Don’t look for texture in the real world.

I haven’t said much about the look and feel of Margin Call, because in a way it doesn’t have any. The office looks like how it looks to work in a corporate office; the bankers’ clothes emptily signify what people with those jobs wear; layoffs go down as they so often do; occasional glimpses of the outside world blur past. The director rigorously avoids filmic moments which could have given texture to the movie’s world—a close-up of the cleaning lady’s face in the elevator, showing what she thinks of the conversation; a look inside anyone’s home (we see two exteriors); even lingering on the bartender’s hot body—as indeed he should, within the terms the movie operates in. Chandor told The Wall Street Journal that he resisted one producer’s effort to have “one of the younger characters discover corporate malfeasance and turn his boss over to the feds, to satisfy audiences’ blood lust,” and good for him; Peter Sullivan, the first half’s sympathetic hero on a quest for knowledge, practically disappears from the second half of the movie rather than achieving a typical Hollywood apotheosis. Margin Call reduces to a bare minimum the overlay of plot convention onto the realistic content, in the interest of making the story feel like “real life,” i.e., unchanging, self-evident, et cetera. It is pure, in its way—a delivery system for its textureless, frictionless, monetized content.

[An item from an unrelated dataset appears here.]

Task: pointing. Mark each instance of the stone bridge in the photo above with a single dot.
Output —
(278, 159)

In fact, the movie goes the old bourgeois art of catharsis and identification one better, collapsing the distance between characters and audience even more than aesthetic empathy does. We are asked to respond to the movie as though to a person or fact, not work of art. Critics seem to like or dislike the movie depending on how they feel about bankers as people. In Brecht’s terms, any art about “human nature” or “the way the world works” reinforces the reigning ideology, but Margin Call is a kind of black hole of ideology where the way the world works is like money explicitly as much as implicitly, and the characters and the movie work like money too.

However Art works, it’s not like money. I think that’s why The Threepenny Opera at BAM felt so good. Brecht’s era was more open, or at least dual, with the acknowledged existence of an alternative World Order out there; our world feels fundamentally fixed and stable, alternatives ruled out and questions of how the world should be thus answered by default. Even if we once wanted Art to get out of the way of analysis and dialectic, we need it now to create the distance it used to suppress. The point is not to understand the world, but to reawaken our imagination, so that we can envision changing it.